The second part above was ommited in guidelines*

4.5. Appendix#

4.5.1. Model Selection Do-File#

This do-file provides an example of the steps that may be followed to select a model for SAE, according to the discussion from Section 4.2. The steps for model checking follow those illustrated by UCLA’s Statistical Consulting Group ().

clear all 
set more off

/*===============================================================================
Do-file prepared for SAE Guidelines
- Real world data application
- authors Paul Corral & Minh Nguyen
*==============================================================================*/

global main     "C:\Users\\`c(username)'\OneDrive\SAE Guidelines 2021\"
global section  "$main\3_Unit_level\"
global mdata    "$section\1_data\"
global survey "$mdata\survey_public.dta"
global census "$mdata\census_public.dta"

//global with candidate variables.
global myvar rural  lnhhsize age_hh male_hh  piped_water no_piped_water ///
no_sewage sewage_pub sewage_priv electricity telephone cellphone internet ///
computer washmachine fridge television share_under15 share_elderly ///
share_adult max_tertiary max_secondary HID_* mun_* state_*


version 15
set seed 648743

*===============================================================================
// End of preamble
*===============================================================================
//load in survey data
use "$survey", clear
	//Remove small incomes affecting model
	drop if e_y<1
	//Log shift transformation to approximate normality
	lnskew0 double bcy = exp(lny)
	//removes skeweness from distribution
	sum lny, d 
	sum bcy, d
	
	//Data has already been cleaned and prepared.
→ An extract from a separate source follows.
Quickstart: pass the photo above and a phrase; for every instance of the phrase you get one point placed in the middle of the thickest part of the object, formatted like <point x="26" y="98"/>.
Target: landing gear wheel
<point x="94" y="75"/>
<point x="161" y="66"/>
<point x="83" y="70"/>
Data preparation and the creation
	// of eligible covariates is of extreme importance. 
	// In this instance, we skip these comparison steps because the sample is 
	// literally a subsample of the census.
	codebook HID //10 digits, every single one
	codebook HID_mun //7 digits every single one
	
	//We rename HID_mun
	rename HID_mun MUN
	//Drop automobile, it is missing
	drop *automobile* //all these are missing
	
	//Check to see if lassoregress is installed, if not install
	cap which lassoregress
	if (_rc) ssc install elasticregress
	
	//Model selection - with Lasso	
	gen lnhhsize = ln(hhsize)
	lassoregress bcy  $myvar [aw=Whh], lambda1se epsilon(1e-10) numfolds(10)
	local hhvars = e(varlist_nonzero)
	global postlasso  `hhvars'
	
	//Try Henderson III GLS
	sae model h3 bcy $postlasso [aw=Whh], area(MUN) 
	
	//Rename HID_mun
	rename MUN HID_mun
	
	//Loop designed to remove non-significant covariates sequentially
	forval z= 0.5(-0.05)0.05{
		qui:sae model h3 bcy `hhvars' [aw=Whh], area(HID_mun) 
		mata: bb=st_matrix("e(b_gls)")
		mata: se=sqrt(diagonal(st_matrix("e(V_gls)")))
		mata: zvals = bb':/se
		mata: st_matrix("min",min(abs(zvals)))
		local zv = (-min[1,1])
		if (2*normal(`zv')<`z') exit
	
		foreach x of varlist `hhvars'{
			local hhvars1
			qui: sae model h3 bcy `hhvars' [aw=Whh], area(HID_mun)
			qui: test `x' 
			if (r(p)>`z'){
				local hhvars1
				foreach yy of local hhvars{
					if ("`yy'"=="`x'") dis ""
					else local hhvars1 `hhvars1' `yy'
				}
			}
			else local hhvars1 `hhvars'
			local hhvars `hhvars1'		
		}
	}	
	
	global postsign `hhvars'
	
	//Henderson III GLS - model post removal of non-significant
	sae model h3 bcy $postsign [aw=Whh], area(HID_mun) 
	
	//Check for multicollinearity, and remove highly collinear (VIF>3)
	reg bcy $postsign [aw=Whh],r
	cap drop touse 	//remove vector if it is present to avoid error in next step
	gen touse = e(sample) 		//Indicates the observations used
	vif 						//Variance inflation factor
	local hhvars $postsign
	//Remove covariates with VIF greater than 3
	mata: ds = _f_stepvif("`hhvars'","Whh",3,"touse") 
	global postvif `vifvar'
	
	//VIF check
	reg bcy $postvif [aw=Whh], r
	vif
	
	//Henderson III GLS - model post removal of non-significant
	sae model h3 bcy $postvif [aw=Whh], area(HID_mun) 
	
*===============================================================================
// 2.5 Model checks
*===============================================================================

	reg bcy $postvif	
	predict cdist, cooksd
	predict rstud, rstudent
	
	reg bcy $postvif [aw=Whh]
	local KK = e(df_m)
	predict lev, leverage
	predict eps, resid
	predict bc_yhat, xb
	
	//Let's take a look at our residuals
	//Notice there is a downward sloping line,which seems to be the smallest eps for that xb
	scatter eps bc_yhat
	//so we can see what the figure looks like
	sleep 15000
	// so there's a bunch of small incomes that may be affecting our model!
	scatter eps bc_yhat if exp(lny)>1 	

/* https://stats.idre.ucla.edu/stata/dae/robust-regression/
Residual:  The difference between the predicted value (based on the regression ///
equation) and the actual, observed value.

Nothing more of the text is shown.